Patrícia Gilvaz, da IL, também defendeu que o seu partido não tem nenhuma objeção à divulgação de documentos históricos relativos à Guerra Colonial, mas questionou a intenção dos bloquistas: "Será reconstruir a História tendo como base um princípio de transparência ou contribuir para uma visão ideológica da História, esperando com isso encontrar novas formas de atacar as forças militares e fazer ruído?".
Pelo PCP, João Dias concordou com a necessidade de desclassificação dos documentos históricos, alertando também para a falta de recursos dos arquivos para tratar esta documentação. Rui Tavares, do Livre, defendeu que "não há debate maduro que se possa fazer acerca do passado sem acesso a documentos disponibilizados aos historiadores, aos professores, à academia, aos investigadores".
Já André Ventura (Chega) classificou a proposta dos bloquistas como uma "enorme irresponsabilidade" que "põe em risco a nossa História".
Na resposta a bloquista Joana Mortágua lembrou que os dados pessoais podem ser expurgados dos documentos e sublinhou a contradição das críticas ao projeto de resolução, visado simultaneamente "pela sua inutilidade e pelos seus perigos". "Nenhum país se constrói no presente e no futuro sem olhar para trás com verdade", referiu a deputada do BE - "Queremos acesso à verdade toda, para que as gerações futuras possam ter acesso à História baseada em factos e não em mitos".

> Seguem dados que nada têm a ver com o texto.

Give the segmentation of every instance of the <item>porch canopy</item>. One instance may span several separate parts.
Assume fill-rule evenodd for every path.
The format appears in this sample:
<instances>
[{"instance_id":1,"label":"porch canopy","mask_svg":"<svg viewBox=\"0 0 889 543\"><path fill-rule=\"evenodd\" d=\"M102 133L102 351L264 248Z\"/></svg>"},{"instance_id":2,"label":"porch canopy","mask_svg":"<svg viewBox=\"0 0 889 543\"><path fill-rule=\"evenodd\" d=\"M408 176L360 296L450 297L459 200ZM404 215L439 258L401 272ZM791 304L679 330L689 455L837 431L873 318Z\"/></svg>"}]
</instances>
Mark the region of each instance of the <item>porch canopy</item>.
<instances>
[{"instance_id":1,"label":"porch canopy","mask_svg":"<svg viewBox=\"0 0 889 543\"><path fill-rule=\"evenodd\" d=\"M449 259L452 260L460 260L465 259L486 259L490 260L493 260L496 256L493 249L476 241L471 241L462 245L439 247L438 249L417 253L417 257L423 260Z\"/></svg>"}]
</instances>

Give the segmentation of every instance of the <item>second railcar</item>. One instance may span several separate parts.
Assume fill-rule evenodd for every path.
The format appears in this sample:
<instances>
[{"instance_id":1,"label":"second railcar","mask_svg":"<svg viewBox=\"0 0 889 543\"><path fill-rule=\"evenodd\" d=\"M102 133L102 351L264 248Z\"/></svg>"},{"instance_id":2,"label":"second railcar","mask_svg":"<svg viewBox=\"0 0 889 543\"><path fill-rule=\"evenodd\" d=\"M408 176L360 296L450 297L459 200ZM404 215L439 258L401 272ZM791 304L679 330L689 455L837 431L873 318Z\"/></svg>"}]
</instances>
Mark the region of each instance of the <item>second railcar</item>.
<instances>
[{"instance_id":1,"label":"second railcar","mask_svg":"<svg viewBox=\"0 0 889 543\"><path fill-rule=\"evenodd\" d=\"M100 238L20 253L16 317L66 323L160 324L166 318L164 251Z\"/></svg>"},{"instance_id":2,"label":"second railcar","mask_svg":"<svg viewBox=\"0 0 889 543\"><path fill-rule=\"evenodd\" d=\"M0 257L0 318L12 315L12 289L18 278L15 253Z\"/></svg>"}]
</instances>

Abrir os arquivos é um "imperativo histórico"
Invocando os 50 anos do massacre de Wiriyamu, o texto que foi hoje a votos sublinha a necessidade de desclassificação dos documentos militares anteriores a 1975 para que os portugueses tenham acesso "à informação relevante da História do país". As Forças Armadas "possuem nos seus Arquivos Históricos um importante acervo documental que reflete uma parte significativa da história recente" do país, em particular os que se referem à Guerra Colonial, refere o projeto, acrescentando que a "vasta maioria deste acervo ainda se encontra classificada, impedindo o seu acesso integral ou parcial a investigadores, jornalistas, académicos, estudantes".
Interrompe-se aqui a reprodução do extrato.